Today, she fully intended to revel in the time off. She could take her kayak out on the lake. She preferred riding to paddling, but since the shop had left her so busy for the past few years, owning a horse had been impractical.
Of course, for the past few years running a shop had not been compatible with having a life of any kind. But, things were getting better. She had leisure time today. And she felt leisurely.
She inhaled deeply, feeling the need to soak her coffee in through every sense. The warmth of the cup on her hands, the smell and the strong, bitter taste that burned all the way down.
The sound of an engine spoiled her solace. She leaned forward, pushing herself into a standing position and trumping down the side steps on her deck, rounding to the front of the house just in time to see a black truck barreling down her driveway.

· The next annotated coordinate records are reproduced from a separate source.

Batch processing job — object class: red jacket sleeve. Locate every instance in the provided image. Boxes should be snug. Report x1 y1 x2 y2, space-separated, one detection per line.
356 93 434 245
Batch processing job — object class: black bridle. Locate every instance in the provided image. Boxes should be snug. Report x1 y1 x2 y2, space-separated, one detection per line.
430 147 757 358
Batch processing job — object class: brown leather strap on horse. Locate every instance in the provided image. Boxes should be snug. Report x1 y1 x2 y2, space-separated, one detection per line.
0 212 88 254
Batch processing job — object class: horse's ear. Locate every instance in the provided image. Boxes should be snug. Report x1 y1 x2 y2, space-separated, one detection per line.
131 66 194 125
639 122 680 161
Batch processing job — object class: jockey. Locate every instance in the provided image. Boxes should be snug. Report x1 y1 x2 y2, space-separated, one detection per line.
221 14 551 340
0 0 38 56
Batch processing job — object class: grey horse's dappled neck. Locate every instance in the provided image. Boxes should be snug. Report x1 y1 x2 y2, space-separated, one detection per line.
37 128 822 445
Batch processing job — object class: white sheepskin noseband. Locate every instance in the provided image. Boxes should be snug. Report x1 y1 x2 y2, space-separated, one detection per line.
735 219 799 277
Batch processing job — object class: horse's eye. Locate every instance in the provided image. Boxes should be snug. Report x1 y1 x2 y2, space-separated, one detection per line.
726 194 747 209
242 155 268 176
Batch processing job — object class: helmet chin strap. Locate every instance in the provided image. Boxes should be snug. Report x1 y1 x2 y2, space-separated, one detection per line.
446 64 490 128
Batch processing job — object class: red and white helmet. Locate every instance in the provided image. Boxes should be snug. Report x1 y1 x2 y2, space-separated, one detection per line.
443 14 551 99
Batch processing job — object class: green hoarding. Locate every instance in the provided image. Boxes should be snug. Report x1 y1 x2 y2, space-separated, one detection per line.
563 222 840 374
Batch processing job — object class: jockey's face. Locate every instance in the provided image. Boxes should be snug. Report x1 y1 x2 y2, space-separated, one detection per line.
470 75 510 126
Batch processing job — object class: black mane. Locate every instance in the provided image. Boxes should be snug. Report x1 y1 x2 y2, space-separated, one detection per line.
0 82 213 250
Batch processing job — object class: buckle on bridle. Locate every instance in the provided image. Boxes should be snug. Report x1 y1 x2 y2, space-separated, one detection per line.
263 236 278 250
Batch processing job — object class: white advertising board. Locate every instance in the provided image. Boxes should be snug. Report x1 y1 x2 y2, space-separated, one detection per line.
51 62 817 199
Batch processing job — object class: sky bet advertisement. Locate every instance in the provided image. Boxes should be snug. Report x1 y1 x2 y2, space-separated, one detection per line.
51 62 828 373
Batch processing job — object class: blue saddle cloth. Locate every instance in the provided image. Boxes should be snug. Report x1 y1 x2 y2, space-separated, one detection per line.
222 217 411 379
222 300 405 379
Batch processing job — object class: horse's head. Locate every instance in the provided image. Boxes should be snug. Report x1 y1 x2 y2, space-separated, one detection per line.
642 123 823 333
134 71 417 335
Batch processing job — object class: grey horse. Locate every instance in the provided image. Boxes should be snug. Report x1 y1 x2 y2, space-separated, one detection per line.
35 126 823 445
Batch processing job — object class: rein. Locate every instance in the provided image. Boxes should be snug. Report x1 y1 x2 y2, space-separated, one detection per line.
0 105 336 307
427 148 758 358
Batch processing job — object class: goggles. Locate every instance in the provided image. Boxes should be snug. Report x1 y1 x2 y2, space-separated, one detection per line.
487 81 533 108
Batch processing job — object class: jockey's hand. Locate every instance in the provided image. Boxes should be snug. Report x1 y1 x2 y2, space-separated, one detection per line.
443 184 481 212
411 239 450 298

Usually when someone random drove down to her house, they were just looking for a place to turn around. The road up to the lake was narrow and windy, and if you happened to miss a turnoff, finding a way to make it right was often difficult.
She felt compelled to stand there, and keep an eye on her unexpected guest.
But, the truck didn’t turn around. Instead, it stopped. And the driver killed the engine before getting out and revealing a man she herself would like to kill.
“What are you doing here?” she asked as Gage walked toward her. He was wearing the same thing he’d had on the last time she’d seen him. Cowboy hat, tight black T-shirt and snug, well-worn denim. Again, her eyes fell to the tattoo on his forearm.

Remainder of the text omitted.